In the wild, dogs with tummy troubles would naturally stop eating in order to let their stomachs recover (this is why your dog may lose his appetite).
If your dog only has a mild stomach upset, you can try a similar treatment at home by placing him on a fast for 12 to 24 hours. Make sure to monitor him for any signs of hunger – if he’s asking for food, he’ll feel well enough to eat it – and also see to it that he drinks plenty of water to stay hydrated.
You can check his hydration levels by gently pressing on his gums until the colour changes; if the colour doesn’t return within two seconds of taking your finger away, your dog is dehydrated. If this happens, or his condition worsens in any way, call your vet at once.

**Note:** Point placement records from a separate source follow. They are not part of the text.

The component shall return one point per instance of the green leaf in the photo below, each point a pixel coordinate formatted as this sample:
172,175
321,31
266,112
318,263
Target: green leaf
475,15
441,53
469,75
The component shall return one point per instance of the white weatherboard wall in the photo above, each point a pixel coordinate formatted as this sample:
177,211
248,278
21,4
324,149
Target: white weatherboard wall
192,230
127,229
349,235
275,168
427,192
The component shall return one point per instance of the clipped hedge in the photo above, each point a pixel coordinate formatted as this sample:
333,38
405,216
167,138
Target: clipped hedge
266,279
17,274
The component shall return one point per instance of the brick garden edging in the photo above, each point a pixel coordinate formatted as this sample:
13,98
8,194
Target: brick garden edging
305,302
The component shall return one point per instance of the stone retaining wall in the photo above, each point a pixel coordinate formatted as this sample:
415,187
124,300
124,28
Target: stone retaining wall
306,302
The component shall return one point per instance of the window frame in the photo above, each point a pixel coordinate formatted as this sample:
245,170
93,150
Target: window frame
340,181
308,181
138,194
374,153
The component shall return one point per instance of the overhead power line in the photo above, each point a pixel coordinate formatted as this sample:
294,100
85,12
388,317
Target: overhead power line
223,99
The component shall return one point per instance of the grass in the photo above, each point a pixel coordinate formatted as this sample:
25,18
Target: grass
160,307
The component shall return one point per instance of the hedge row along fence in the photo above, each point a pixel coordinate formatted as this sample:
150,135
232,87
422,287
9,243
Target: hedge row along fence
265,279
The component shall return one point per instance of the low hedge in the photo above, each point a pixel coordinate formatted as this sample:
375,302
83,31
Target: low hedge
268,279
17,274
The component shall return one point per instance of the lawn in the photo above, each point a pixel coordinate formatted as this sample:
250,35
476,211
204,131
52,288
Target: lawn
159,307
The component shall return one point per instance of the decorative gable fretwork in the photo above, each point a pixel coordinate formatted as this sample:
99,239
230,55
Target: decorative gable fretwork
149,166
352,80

At the end of your dog’s fasting period, reintroduce him to food gradually. Give him small meals, several times a day, for the first few days of his recovery.
It’s best to feed bland foods at first, as your pooch’s normal dog food may be too hard for his stomach to start digesting immediately. Instead, give him small strips of boiled chicken along with white rice or plain porridge, and mashed squash or sweet potato. Monitor his condition carefully to see if his stomach can cope with it, and then slowly begin mixing in his normal dog food.
If he falls ill again, contact your vet for advice. In all cases, trust your instincts; if your dog’s symptoms are unusual for him, or persist, it’s always better to err on the safe side.